Manufacturing processes rely on electric machines that require power to perform precise and repetitive tasks to increase production.

Now, the chronic shortages of electricity are starting to damage the economy.

The costs vary from direct economic costs, indirect costs and social costs. Indirect and social costs are equally important components when considering the impact of power interruptions.

Some companies have since suspended some shifts this week owing to power cuts.

“After a long period of stability, this is disrupting the performance of the industry, as power is a critical enabler.

“Power supply shortages due to load shedding will be detrimental to the industry as the gains that have been made so far in capacity utilisation will be eroded.

According to the CZI second-quarter business and intelligence report, capacity utilisation increased to 54% in the second quarter 2021 from 47% in the first quarter of 2021. It is projected to increase to 58% in the third quarter.

However, with the current load shedding, capacity utilisation will likely decline.

“Load shedding results in loss of production time, the marginal productivity of workers will decline, increased cost to businesses looking for alternative power supply and damage to industrial equipment,” CZI said.

Availability of power is one of the key cornerstones of increased production and capacity utilisation for industry, if the government entertains chances of successfully attaining vision 2030, according to experts.

Business Times can report that businesses have lost millions of dollars in potential revenue, threatening the viability of companies.

The Zimbabwe National Chamber of Commerce CEO Chris Mugaga said companies should expect to see production costs going up by between 15%-20% as they resort to costly diesel generators.

“If the load-shedding last September, cumulatively, production costs will go up to 25%. If it goes beyond, we expect the cost of energy to go up by a massive 150%,” Mugaga told Business Times.

He added: “It’s unfortunate, companies have to reposition themselves.

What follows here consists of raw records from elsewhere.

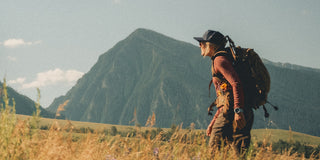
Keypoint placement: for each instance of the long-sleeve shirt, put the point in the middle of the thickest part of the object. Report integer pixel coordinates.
(223, 66)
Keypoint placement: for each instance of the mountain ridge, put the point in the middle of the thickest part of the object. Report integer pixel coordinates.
(149, 72)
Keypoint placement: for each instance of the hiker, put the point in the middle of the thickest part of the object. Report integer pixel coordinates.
(233, 120)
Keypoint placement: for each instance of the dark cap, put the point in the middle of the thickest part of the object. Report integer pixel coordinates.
(211, 36)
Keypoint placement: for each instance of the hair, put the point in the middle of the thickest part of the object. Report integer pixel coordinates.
(216, 48)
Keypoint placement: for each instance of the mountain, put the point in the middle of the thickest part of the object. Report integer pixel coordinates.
(24, 105)
(149, 72)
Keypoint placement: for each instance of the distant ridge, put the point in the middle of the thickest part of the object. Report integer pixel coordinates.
(150, 72)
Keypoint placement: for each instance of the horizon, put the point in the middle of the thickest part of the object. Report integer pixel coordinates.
(50, 45)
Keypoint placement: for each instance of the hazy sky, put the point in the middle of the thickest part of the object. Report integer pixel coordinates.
(49, 44)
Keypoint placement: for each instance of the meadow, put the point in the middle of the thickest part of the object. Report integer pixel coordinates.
(36, 138)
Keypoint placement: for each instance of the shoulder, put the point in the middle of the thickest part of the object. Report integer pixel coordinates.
(222, 59)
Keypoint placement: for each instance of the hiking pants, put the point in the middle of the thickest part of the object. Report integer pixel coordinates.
(222, 131)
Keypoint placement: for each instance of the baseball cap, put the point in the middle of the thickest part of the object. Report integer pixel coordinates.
(211, 36)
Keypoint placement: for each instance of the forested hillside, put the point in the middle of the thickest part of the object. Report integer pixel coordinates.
(149, 72)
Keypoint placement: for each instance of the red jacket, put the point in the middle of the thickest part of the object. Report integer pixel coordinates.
(223, 66)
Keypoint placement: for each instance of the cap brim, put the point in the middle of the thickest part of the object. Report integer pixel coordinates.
(199, 39)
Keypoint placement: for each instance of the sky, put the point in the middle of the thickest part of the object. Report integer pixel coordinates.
(50, 44)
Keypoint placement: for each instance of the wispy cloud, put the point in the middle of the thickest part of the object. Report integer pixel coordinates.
(12, 59)
(13, 43)
(50, 77)
(117, 1)
(19, 80)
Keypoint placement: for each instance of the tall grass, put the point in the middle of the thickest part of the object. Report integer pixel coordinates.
(22, 139)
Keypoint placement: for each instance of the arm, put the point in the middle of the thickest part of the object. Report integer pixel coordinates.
(224, 66)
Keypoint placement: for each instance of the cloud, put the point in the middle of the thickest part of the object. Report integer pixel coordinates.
(117, 1)
(53, 77)
(19, 80)
(13, 43)
(12, 59)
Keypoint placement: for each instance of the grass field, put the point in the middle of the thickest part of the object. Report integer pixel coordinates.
(21, 137)
(271, 135)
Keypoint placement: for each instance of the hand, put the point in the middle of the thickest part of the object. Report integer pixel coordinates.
(240, 121)
(209, 129)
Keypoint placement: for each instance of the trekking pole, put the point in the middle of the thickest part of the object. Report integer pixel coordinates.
(275, 107)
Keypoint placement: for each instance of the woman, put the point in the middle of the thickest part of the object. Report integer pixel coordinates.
(229, 123)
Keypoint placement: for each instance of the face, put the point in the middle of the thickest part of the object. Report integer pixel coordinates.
(206, 50)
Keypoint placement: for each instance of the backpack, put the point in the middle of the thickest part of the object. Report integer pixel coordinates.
(253, 74)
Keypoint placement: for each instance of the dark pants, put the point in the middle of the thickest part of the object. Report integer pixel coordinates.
(222, 131)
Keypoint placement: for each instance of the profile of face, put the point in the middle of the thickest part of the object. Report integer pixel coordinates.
(206, 49)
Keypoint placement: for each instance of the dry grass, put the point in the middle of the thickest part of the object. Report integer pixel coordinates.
(22, 139)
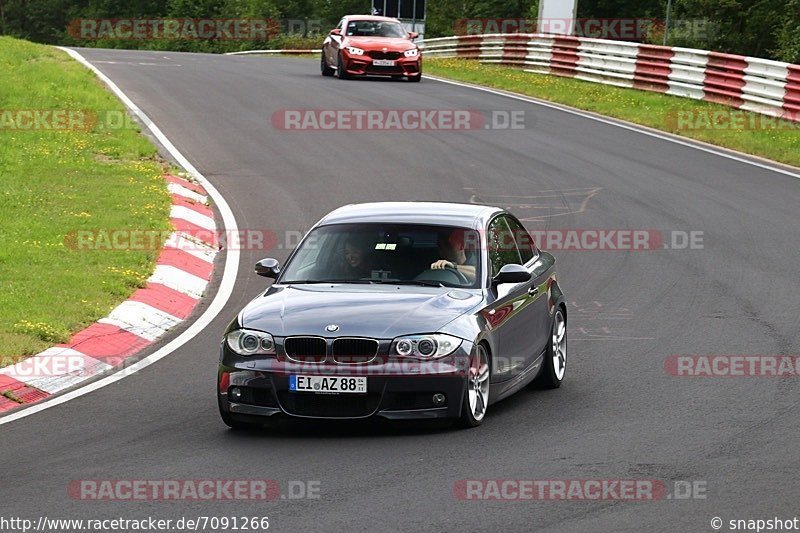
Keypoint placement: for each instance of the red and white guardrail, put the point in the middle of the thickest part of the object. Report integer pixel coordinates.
(172, 291)
(748, 83)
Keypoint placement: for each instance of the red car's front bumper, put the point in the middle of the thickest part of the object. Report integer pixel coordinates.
(364, 65)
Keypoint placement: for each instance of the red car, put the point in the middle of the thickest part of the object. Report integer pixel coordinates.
(364, 45)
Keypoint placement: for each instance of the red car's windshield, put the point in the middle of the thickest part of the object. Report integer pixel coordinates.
(375, 28)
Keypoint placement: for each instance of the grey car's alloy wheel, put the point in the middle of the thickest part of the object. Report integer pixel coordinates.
(555, 359)
(476, 399)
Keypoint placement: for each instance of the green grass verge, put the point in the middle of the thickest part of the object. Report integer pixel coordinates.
(57, 181)
(658, 111)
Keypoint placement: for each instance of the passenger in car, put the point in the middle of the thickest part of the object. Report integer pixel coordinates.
(453, 250)
(354, 261)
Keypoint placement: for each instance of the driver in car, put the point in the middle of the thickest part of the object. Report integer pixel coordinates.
(452, 248)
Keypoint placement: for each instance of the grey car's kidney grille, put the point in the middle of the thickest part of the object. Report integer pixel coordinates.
(352, 350)
(306, 349)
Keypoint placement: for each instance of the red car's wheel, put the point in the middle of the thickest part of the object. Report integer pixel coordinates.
(326, 70)
(341, 73)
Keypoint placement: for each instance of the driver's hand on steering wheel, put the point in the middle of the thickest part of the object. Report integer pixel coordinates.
(442, 263)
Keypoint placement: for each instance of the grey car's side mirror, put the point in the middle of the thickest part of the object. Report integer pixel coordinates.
(269, 268)
(512, 273)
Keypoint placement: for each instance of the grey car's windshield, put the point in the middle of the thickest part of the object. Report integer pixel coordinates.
(372, 28)
(406, 254)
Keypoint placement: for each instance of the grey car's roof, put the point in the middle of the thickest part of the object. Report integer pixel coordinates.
(433, 213)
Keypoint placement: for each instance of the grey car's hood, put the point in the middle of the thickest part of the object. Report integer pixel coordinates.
(377, 311)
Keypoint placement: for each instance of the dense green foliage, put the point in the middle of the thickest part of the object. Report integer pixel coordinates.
(764, 28)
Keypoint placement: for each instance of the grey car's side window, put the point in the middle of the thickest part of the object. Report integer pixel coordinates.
(502, 247)
(525, 244)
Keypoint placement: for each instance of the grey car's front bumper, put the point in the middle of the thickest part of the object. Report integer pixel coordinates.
(396, 388)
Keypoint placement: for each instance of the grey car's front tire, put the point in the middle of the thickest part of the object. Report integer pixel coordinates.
(554, 366)
(476, 397)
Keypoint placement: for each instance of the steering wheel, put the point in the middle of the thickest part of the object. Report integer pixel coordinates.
(449, 273)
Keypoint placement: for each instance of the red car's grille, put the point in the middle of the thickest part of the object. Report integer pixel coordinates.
(385, 55)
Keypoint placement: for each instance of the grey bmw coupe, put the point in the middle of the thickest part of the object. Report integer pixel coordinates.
(407, 310)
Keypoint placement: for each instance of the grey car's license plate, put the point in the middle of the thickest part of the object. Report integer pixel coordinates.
(300, 383)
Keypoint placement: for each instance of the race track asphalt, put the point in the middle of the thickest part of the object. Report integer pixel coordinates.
(619, 415)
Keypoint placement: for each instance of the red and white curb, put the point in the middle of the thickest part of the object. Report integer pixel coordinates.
(181, 274)
(748, 83)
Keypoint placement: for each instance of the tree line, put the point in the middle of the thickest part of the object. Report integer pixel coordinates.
(761, 28)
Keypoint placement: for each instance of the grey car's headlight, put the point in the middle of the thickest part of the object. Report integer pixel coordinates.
(250, 342)
(426, 346)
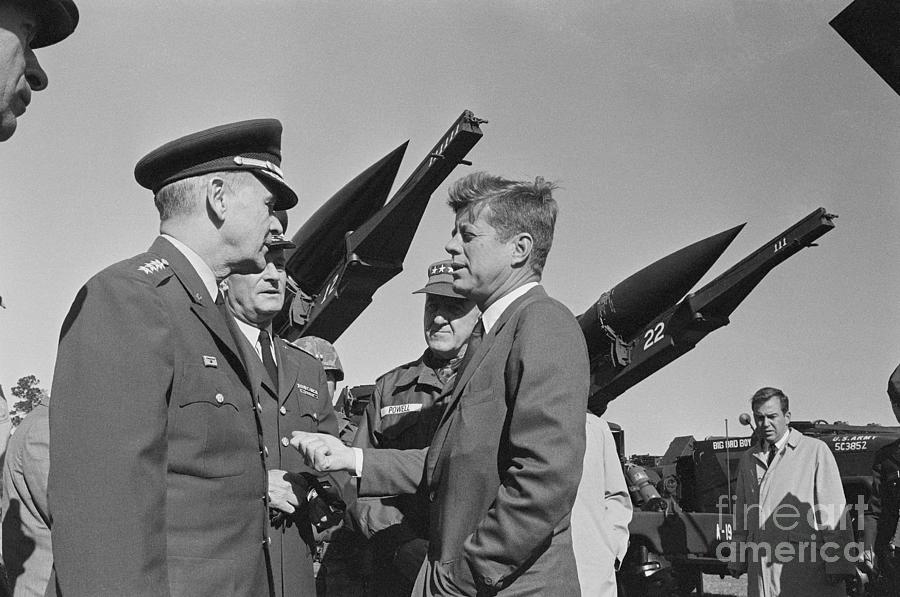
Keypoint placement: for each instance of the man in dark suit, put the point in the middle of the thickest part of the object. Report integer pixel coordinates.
(292, 394)
(27, 549)
(504, 465)
(158, 482)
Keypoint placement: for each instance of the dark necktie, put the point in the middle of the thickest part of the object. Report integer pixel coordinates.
(265, 342)
(472, 347)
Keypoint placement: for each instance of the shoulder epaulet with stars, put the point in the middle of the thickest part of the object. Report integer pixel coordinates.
(300, 348)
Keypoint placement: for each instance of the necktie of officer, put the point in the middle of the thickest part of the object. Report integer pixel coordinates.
(226, 317)
(265, 342)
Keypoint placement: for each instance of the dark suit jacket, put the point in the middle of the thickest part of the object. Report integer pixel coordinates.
(505, 463)
(27, 551)
(157, 478)
(302, 403)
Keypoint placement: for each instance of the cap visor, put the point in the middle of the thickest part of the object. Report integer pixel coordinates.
(285, 197)
(441, 289)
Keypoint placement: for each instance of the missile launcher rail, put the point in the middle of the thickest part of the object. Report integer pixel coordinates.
(352, 245)
(677, 330)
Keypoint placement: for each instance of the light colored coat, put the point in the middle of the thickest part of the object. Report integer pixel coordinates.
(795, 509)
(601, 512)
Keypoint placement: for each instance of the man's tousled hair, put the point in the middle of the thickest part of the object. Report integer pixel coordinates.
(512, 207)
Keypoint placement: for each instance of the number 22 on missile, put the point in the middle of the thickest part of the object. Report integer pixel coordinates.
(654, 335)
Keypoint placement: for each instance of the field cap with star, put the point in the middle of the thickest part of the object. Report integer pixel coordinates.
(440, 280)
(250, 145)
(56, 20)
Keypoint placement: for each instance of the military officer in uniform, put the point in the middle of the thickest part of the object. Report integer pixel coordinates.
(292, 394)
(504, 464)
(158, 482)
(26, 25)
(881, 553)
(404, 412)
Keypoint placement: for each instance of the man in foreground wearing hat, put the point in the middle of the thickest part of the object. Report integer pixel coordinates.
(158, 482)
(26, 25)
(292, 394)
(404, 413)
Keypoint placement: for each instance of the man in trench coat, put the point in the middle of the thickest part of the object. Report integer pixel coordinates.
(503, 468)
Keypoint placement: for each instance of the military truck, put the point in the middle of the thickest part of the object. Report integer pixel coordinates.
(682, 509)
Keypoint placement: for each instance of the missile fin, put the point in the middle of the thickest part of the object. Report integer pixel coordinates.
(320, 240)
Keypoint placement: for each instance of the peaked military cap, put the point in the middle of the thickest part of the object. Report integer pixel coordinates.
(280, 241)
(440, 280)
(894, 385)
(56, 20)
(250, 145)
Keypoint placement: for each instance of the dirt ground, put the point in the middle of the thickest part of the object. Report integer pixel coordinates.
(713, 586)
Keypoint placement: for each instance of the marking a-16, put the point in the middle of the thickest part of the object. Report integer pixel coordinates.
(641, 325)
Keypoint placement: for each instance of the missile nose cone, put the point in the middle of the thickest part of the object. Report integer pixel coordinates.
(322, 235)
(642, 296)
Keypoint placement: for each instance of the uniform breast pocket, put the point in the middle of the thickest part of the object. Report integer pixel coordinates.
(471, 396)
(207, 434)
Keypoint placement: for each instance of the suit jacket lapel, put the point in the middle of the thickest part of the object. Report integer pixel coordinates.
(201, 304)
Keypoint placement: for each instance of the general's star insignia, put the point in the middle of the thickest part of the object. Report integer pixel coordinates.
(153, 266)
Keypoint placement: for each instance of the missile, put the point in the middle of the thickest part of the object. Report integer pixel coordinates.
(321, 238)
(355, 250)
(642, 296)
(675, 331)
(872, 28)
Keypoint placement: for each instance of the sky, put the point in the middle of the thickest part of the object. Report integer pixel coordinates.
(663, 122)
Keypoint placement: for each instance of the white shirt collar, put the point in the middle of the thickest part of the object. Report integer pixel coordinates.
(203, 270)
(493, 313)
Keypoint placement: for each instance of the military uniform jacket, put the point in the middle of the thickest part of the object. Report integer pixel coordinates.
(884, 506)
(403, 414)
(27, 549)
(302, 403)
(504, 466)
(157, 480)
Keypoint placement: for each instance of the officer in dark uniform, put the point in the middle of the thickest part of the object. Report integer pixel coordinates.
(158, 482)
(292, 394)
(881, 553)
(403, 414)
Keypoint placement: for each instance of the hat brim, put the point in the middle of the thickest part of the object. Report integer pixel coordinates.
(57, 18)
(440, 289)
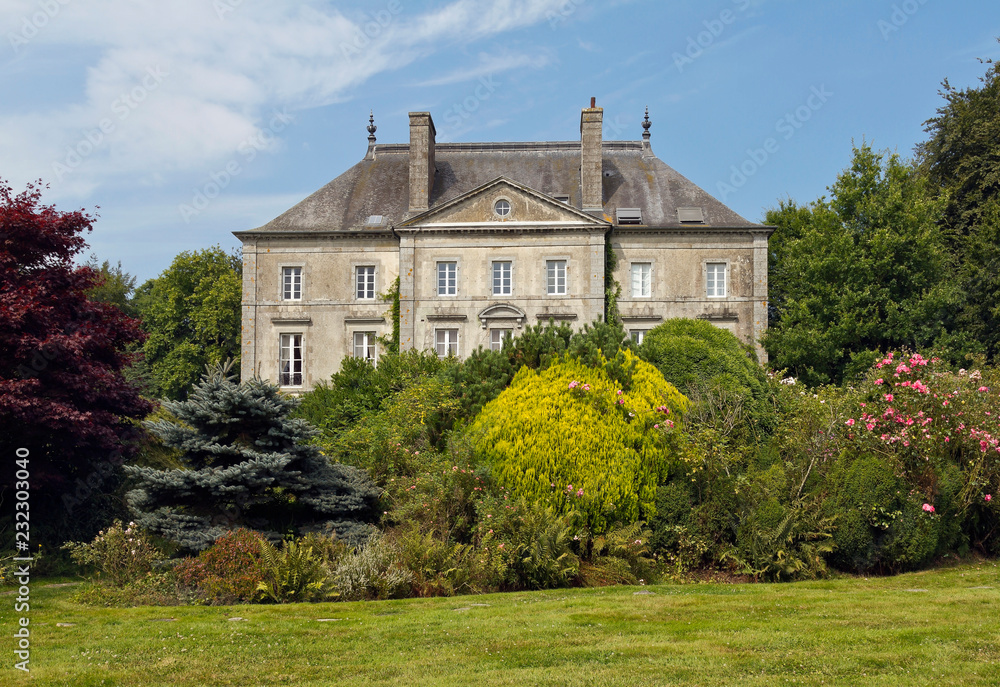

In fact, it’s an extension of Covid-19 lockdown. On paper, we are on level 2, but technically, we are on level 5, considering operations are going to be impacted.”

The increase in the cost of production comes as local companies have failed to compete throwing into disarray government plans for an export-led growth.

An economics lecturer at the Midlands State University, Canicio Dzingirai, told Business Times that Zimbabweans should brace for sharp increases in prices of goods as companies turn to costly diesel generators.

“Electricity has been the cheapest source of energy. It’s one of the four pillars of the productive sector alongside ICT, water, and sanitation. The productive sector relies heavily on electricity. It was going to be the stimulator as firms try to recover from the effects of the Covid-19 pandemic,” Dzingirai said.

This means as power outages push costs of production up, the prices of goods and commodities will also go up.”

Domestic consumers have also been hit hard by power outages.

The Consumer Council of Zimbabwe regional manager for Masvingo Province, Ndumiso Mgutshini, said the situation was dire.

He said consumers were now being forced to use other alternative sources of energy yet they would have paid for electricity under the pre-paid method.

“Consumers are now being forced to use other alternative methods of energy such as firewood which exposes them to arrests from law enforcement agencies. The price of gas was recently increased putting the budgets of consumers out of reach,” Mgutshini said.

He said his office was inundated with complaints from consumers after their electrical gadgets were damaged during the load shedding programme.

“We are calling for ZESA to put in place a clear timetable for the load shedding programme and find a long-lasting solution to the problem,” Mgutshini said.